И в отличие от того, который, судя по всему, был небрежным и неопрятным, этот Корнилов старался быть воплощением опрятности: не дай бог, пуговица отсутствует на сорочке, или ботинки грязные, или парусиновый, как у всех совслужащих, портфельчик оказался с масляным пятнышком на боку, не дай бог!
А ведь иногда он все еще пронзительно видел самое тайное в Евгении – душу ее отчетливо видел, краску, оттенок, штрих ее настроения и состояния...
И в то же время уже не мог представить ее хотя бы внешне. Ему ведь так легко запоминалась почти любая человеческая внешность: встречный идет, а ему видна его походка, как усмехнется он, совершенно неизвестный человек, или улыбнется, тем более, как скажет «здравствуйте!», – все это Корниловым надолго записано в памяти, особенно если дело касается «бывшего».
А может ли он нынче представить себе «здравствуйте!», произнесенное Евгенией Владимировной Ковалевской?
Да ни за что!
Она была русская, старинной семьи, но инородчески смуглая, была женщиной, отрешенной от самой себя, но сохраняла отчетливый женский облик, была бесстрашной фронтовой сестрой милосердия, но чуть что вздыхала: «Ой!

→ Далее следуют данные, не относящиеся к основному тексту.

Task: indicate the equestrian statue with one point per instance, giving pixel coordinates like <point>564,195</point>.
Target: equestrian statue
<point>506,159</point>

Не иначе, умру нынче!»; чего только она не наслушалась за свою жизнь, каких только не узнала слов, но сама ко всем без единого исключения людям обращалась на «вы» (и к Корнилову тоже на «вы»!!!), была женщиной в возрасте, все на свете повидавшей, побывавшей в самых разных и невероятных переделках, а оказалась невинной девушкой – все это и многое другое знал о ней Корнилов и даже многое в ней продолжал понимать, а все равно надеялся на время: время привело его к ней, время и уведет!
Пора...
Когда-то в том чувстве благодарности, которое он испытывал, в той признательности и в том преклонении, с которыми он к ней относился, жила любовь.
Теперь и благодарность, и признательность, и преклонение оставались, а любви не было, только все та же надежда на время... На самого себя Корнилов не надеялся.
Более того, и благодарность-то самую искреннюю он стал испытывать уже не к Евгении, а к жизни. «Это не Евгения меня спасла невероятной ценою, а сама жизнь захотела продлить себя в том человеке, который – я!» – вот как с некоторых пор стало пониматься им все, что когда-то произошло, что до сих пор происходило... Он даже смущался перед жизнью: а не обидел ли он ее своими слишком поздними признаниями и благодарностью, когда всю свою благодарность относил только к Евгении Владимировне?